The difference, dear friends, is the difference between a religion and a relationship. The multitudes do not have a relationship with Jesus, and so they must travel to where He is and work their way into His presence in hopes of touching Him.
This is the way many church services operate. We go here and there hoping to touch something of the power of God, or the presence of God. Many times we do in fact touch something or receive something from the Lord – not because of the meeting, but in spite of the meeting. Even so, that touch does not last for very long. It is a touch, it is not the Living Christ. Soon we begin checking the calendar for the next meeting, gathering, conference, or church service so we can go back and get another touch. This represents something lacking in our walk.
I have been in many meetings where the worship leaders spent a great deal of time and energy trying to get people to “enter in” to worship or “enter in” to the presence of God. I used to lead worship this way and it can be very frustrating. Perhaps they enter in; perhaps they do not enter in. Either way, this struggle to “enter in” only proves one thing: neither the worship leaders nor the worshippers are abiding in Christ.
To abide in Him is to remain in Him. If we remain in Him we do not have to enter in to Him over and over again. That would be like trying to get into a room in which I am already sitting. Once we are in the room, and we are seated, we do not have to try and enter in.
“He who overcomes, I will make him a pillar in the temple of My God, and he shall go out no more” (Revelation 3:12a). Overcomers do not go to church to enter in to God; they do not require worship leaders to get them in the mood; they do not follow the multitudes around hoping to get a touch from the Lord. Overcomers are pillars in the Church that Jesus is building. They are permanent fixtures in the temple and they do not go out and in. They simply abide in Him.
I had the privilege once of eating lunch with two pillars. The younger brother was from Australia, and the older brother was from England. When I say “older brother” I mean this gentleman was ninety-four years old. Before we began eating we asked the English brother to pray. Right there in the restaurant he cried out, “Heavenly Father!” He said it so slowly and deliberately and loudly that I thought his prayer would probably last thirty minutes or more. After a pause, he quietly said, “Thank you.” And we began to eat.
May I say that this brother spent no time entering in, because he was already abiding. With two or three words he brought us before the throne of God, and the very presence of Jesus was immediately manifest. This is what it means to touch the living Christ – immediately, effortlessly.
How do we abide in Christ? “As you have therefore received Christ Jesus the Lord, so walk in Him” (Colossians 2:6). Receiving Christ Jesus the Lord is the Gate, while walking in Him is the Path. The first happens in a moment, while the second is a daily process. How did we receive Christ Jesus the Lord? We came to Him with all our sins, and weaknesses, and needs, and we cast ourselves upon Him. We trusted in His Life, and His Love, and His Grace, and His Mercy to save us. And so He did.
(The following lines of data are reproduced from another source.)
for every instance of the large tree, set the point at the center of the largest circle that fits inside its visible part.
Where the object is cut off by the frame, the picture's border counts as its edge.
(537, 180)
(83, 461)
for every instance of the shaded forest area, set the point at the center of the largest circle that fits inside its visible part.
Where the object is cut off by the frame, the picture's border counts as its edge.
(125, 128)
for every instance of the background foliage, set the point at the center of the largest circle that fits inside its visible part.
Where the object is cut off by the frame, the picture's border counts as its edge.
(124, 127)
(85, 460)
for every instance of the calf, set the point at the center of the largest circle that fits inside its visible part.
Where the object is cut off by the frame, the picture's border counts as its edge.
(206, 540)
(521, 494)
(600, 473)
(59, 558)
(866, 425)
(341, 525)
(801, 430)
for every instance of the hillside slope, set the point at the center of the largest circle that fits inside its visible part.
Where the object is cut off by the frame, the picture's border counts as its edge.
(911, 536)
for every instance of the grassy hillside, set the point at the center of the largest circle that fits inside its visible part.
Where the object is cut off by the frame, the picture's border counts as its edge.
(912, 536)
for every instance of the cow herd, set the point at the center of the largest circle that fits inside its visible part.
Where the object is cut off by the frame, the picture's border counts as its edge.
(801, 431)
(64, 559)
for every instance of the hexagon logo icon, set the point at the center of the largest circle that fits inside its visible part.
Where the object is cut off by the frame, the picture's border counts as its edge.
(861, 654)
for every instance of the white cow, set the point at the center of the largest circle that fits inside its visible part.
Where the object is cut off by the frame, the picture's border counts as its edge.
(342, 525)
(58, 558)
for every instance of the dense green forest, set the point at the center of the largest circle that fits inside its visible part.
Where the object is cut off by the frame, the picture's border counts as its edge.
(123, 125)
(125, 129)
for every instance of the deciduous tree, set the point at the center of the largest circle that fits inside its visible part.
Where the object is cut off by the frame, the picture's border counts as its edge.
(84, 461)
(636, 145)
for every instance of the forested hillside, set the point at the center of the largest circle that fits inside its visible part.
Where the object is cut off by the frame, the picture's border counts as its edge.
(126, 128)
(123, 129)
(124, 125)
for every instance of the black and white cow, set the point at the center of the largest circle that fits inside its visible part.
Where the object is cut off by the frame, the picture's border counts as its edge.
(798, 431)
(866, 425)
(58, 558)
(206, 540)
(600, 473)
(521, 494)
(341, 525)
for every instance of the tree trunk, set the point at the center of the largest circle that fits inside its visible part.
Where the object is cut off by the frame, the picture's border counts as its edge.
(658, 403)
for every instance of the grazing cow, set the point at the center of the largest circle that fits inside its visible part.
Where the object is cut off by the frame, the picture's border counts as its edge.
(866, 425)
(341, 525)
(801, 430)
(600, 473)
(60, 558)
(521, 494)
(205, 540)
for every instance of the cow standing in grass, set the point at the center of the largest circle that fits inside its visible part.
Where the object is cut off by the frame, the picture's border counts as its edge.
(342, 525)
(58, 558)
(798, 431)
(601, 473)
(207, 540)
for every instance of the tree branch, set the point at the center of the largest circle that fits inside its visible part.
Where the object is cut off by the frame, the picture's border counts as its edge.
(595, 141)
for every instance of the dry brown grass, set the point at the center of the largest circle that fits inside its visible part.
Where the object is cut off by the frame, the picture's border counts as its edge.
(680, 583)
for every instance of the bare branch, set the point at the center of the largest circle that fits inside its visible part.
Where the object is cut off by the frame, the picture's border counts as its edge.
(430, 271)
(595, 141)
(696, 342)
What is the next step? It is this: to walk in Him as you received Him. “As you have received… so walk.” We are not saved by Grace and then left to live the Christian life in our own strength. Instead, we walk in Him the same way we received Him – by Grace, through Faith, and that not of ourselves. From start to finish it is the Gift of God.
I need Him as much today as I ever have. How about you? Apart from Him I can do nothing. Is this your experience also, or do you still think there are many things you can do without Him? I am still in need of His Life, and Love, and Grace, and Mercy in order to live. Are you that much different from me? I think not. We all approach Him the same way.
This understanding will naturally cause us to humble ourselves as little children. I do not know, I cannot say. I only know what Daddy says and I only see what Daddy does, and this is all I know. How do I know these things? When I pray, when I read the Scriptures, when I spend time with my brothers and sisters, when I just live life and keep my eyes open and my mouth closed, then I begin to experience intimacy with God, and that is when I begin to touch the living Christ – even though I know that these activities by themselves are not Christ. They can lead me to Him, and they can help me to abide in Him. Yet the goal is not the activity, but the intimacy.
To touch the living Christ we must first believe that He is, in fact, the living Christ. He is not dead. He is not a historical figure from two thousand years ago. He is not a mystical presence dwelling somewhere in the far reaches of the universe. He is not a system of theology or a doctrinal statement. He is not something I enter in to when I go to religious meetings, and something I leave when I go home. He is the Living Lord Who lives in me now, Who lives through me now, Who is with me everywhere I go.
This is not a complicated thing to understand, but our head tends to get in the way of our heart. The exhortation to abide is for little children, not grown-ups. Little children! There is a simplicity in Christ that the multitudes cannot comprehend. We cannot wrap our brains around it, we must immerse our hearts into it.